The three pre-indexed modes add the offset to - or subtract it from - "Rn" before the transfer takes place; writeback is optional, and indicated by "!" after the closing square bracket. This makes these modes most useful for accessing tables or lists of data. With the three post-indexed modes, the offset is still added to - or subtracted from - "Rn", but only after the memory read or write has taken place, On top of this, writeback is "always on" - "Rn" is always updated.

As a side-note, this is where the "T" option comes into play. Due to the way addresses are translated from "logical" to "physical" memory locations, an application does not necessarily have a true view of the layout of memory - only what RISC OS allows it to see. To make the situation more complicated, not all the possible levels of translation are in effect when the ARM is in one of its privileged operating modes. The "T" option forces the ARM to convert the address in the same way as for an application. The "T" option is only valid when used with post-indexed addressing, and then only in these privileged modes; most people will come across the "T" option is if they are writing - for example - modules or filing systems.

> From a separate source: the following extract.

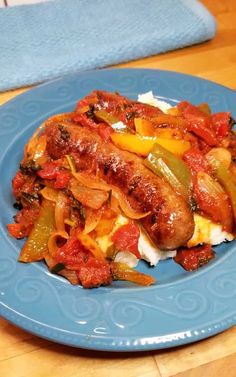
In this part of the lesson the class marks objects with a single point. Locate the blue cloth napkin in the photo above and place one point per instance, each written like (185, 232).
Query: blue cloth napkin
(44, 41)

To round things off for "LDR" and "STR", here are a couple of example programs to demonstrate them in use. Figure 3 copies 256Kbytes of memory byte-by-byte, while figure 4 copies word-by-word instead. On the machine I'm using at the moment - based on an 8MHz ARM2 - figure 3 takes 64 centiseconds to finish; figure 4 takes 16. Figure 5 does the same type of copy as figure 4, but as post-indexed addressing instead; it too takes 4 centiseconds to finish. Note that examples 3 and 4 leave the pointers in "R8" and "R9" unchanged, while example 5 leaves the registers pointing to just beyond the ends of the data blocks. If you are going to try these examples out on a faster computer, use larger amounts of memory in order to get accurate timings - for example, on a Kinetic RiscPC, try changing "S%" to claim either 16Mbytes or 32Mbytes of RAM per block, depending on the total amount of RAM fitted.

-- Figure 3 --

-- Figure 4 --

-- Figure 5 --

There are some occasions when combinations of "LDR" and "STR" do not always do what you expect them to do. Take, for example, a two-processor system. There will be times when only one of the processors should be allowed to access particular areas of memory or sections of code. To overcome this problem, "semaphore" flags can be used to control such accesses; figure 6 gives a section of pseudo-code that could be used for such a task.

-- Figure 6 --

There is a slight snag with the code in figure 6, though. The "LDR" and "STR" are separate instructions - as indicated by the "marker" comment - and they are executed with no reference to each other. That means that there is nothing stopping both processors effectively interleaving the memory reads and writes - the first processor reads the flag, and, before it can store an updated version, the second processor also reads it. This has the effect of both processors having a copy of the old value of the flag, and therefore both running the "one processor at a time" code simultaneously.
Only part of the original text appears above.